ScalaTest can execute unit tests by right clicking a source file and selecting Run As | Scala Test.

If Java memory errors occur, it might be necessary to increase the settings in eclipse.ini in the Eclipse install directory. Increase the following setting as needed:

--launcher.XXMaxPermSize
256M

Nightly Builds

Packages are built regularly off of Spark’s master branch and release branches. These provide Spark developers access to the bleeding-edge of Spark master or the most recent fixes not yet incorporated into a maintenance release. These should only be used by Spark developers, as they may have bugs and have not undergone the same level of testing as releases. Spark nightly packages are available at:

Spark also publishes SNAPSHOT releases of its Maven artifacts for both master and maintenance branches on a nightly basis. To link to a SNAPSHOT you need to add the ASF snapshot repository to your build. Note that SNAPSHOT artifacts are ephemeral and may change or be removed. To use these you must add the ASF snapshot repository at <a href=”https://repository.apache.org/snapshots/.

groupId: org.apache.spark
artifactId: spark-core_2.10
version: 1.5.0-SNAPSHOT

Profiling Spark Applications Using YourKit

Here are instructions on profiling Spark applications using YourKit Java Profiler.

On Spark EC2 images

  • After logging into the master node, download the YourKit Java Profiler for Linux from the YourKit downloads page. This file is pretty big (~100 MB) and YourKit downloads site is somewhat slow, so you may consider mirroring this file or including it on a custom AMI.
  • Untar this file somewhere (in /root in our case): tar xvjf yjp-12.0.5-linux.tar.bz2
  • Copy the expanded YourKit files to each node using copy-dir: ~/spark-ec2/copy-dir /root/yjp-12.0.5
  • Configure the Spark JVMs to use the YourKit profiling agent by editing ~/spark/conf/spark-env.sh and adding the lines
    SPARK_DAEMON_JAVA_OPTS+=" -agentpath:/root/yjp-12.0.5/bin/linux-x86-64/libyjpagent.so=sampling"
    export SPARK_DAEMON_JAVA_OPTS
    SPARK_JAVA_OPTS+=" -agentpath:/root/yjp-12.0.5/bin/linux-x86-64/libyjpagent.so=sampling"
    export SPARK_JAVA_OPTS
    
  • Copy the updated configuration to each node: ~/spark-ec2/copy-dir ~/spark/conf/spark-env.sh
  • Restart your Spark cluster: ~/spark/bin/stop-all.sh and ~/spark/bin/start-all.sh
  • By default, the YourKit profiler agents use ports 10001-10010. To connect the YourKit desktop application to the remote profiler agents, you’ll have to open these ports in the cluster’s EC2 security groups. To do this, sign into the AWS Management Console. Go to the EC2 section and select Security Groups from the Network & Security section on the left side of the page. Find the security groups corresponding to your cluster; if you launched a cluster named test_cluster, then you will want to modify the settings for the test_cluster-slaves and test_cluster-master security groups. For each group, select it from the list, click the Inbound tab, and create a new Custom TCP Rule opening the port range 10001-10010. Finally, click Apply Rule Changes. Make sure to do this for both security groups. Note: by default, spark-ec2 re-uses security groups: if you stop this cluster and launch another cluster with the same name, your security group settings will be re-used.
  • Launch the YourKit profiler on your desktop.
  • Select “Connect to remote application…” from the welcome screen and enter the the address of your Spark master or worker machine, e.g. ec2--.compute-1.amazonaws.com
  • YourKit should now be connected to the remote profiling agent. It may take a few moments for profiling information to appear.
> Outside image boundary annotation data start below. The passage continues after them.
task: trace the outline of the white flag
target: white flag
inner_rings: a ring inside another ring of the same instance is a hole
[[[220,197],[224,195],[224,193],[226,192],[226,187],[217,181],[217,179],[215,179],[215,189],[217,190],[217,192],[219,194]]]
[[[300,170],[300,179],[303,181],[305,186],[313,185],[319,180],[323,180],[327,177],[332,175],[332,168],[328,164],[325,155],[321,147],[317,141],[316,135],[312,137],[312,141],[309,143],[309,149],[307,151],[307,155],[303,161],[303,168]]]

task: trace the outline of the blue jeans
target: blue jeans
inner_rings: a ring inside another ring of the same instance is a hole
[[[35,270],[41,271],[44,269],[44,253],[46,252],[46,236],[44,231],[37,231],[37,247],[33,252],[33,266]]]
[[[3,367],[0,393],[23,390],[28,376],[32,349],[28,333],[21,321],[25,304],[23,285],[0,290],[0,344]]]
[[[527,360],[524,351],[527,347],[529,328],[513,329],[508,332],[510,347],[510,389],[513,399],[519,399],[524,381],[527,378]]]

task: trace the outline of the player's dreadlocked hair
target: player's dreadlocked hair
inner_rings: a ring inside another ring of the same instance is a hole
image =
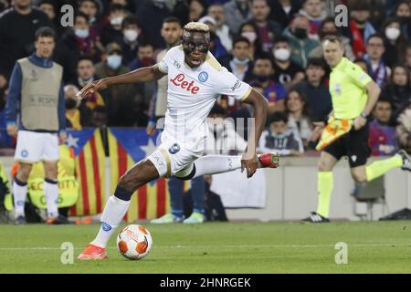
[[[190,33],[193,32],[199,32],[199,33],[205,33],[206,38],[207,42],[210,41],[210,28],[207,25],[203,24],[201,22],[189,22],[186,24],[184,27],[184,32],[183,34],[183,38],[188,38],[190,37]]]

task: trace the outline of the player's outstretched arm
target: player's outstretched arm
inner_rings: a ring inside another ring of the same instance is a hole
[[[269,105],[266,99],[254,89],[243,102],[248,103],[254,108],[255,123],[253,129],[251,129],[251,134],[248,138],[246,152],[241,160],[241,171],[246,169],[247,177],[251,177],[256,172],[258,166],[256,148],[259,138],[261,137],[261,133],[264,130],[264,126],[266,125]]]
[[[78,97],[85,99],[89,95],[112,85],[151,82],[158,80],[165,75],[158,69],[157,64],[151,67],[143,67],[132,72],[90,82],[78,93]]]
Please see the full YourKit documentation for the full list of profiler agent startup options.

In Spark unit tests

When running Spark tests through SBT, add javaOptions in Test += "-agentpath:/path/to/yjp" to SparkBuild.scala to launch the tests with the YourKit profiler agent enabled.
The platform-specific paths to the profiler agents are listed in the YourKit documentation.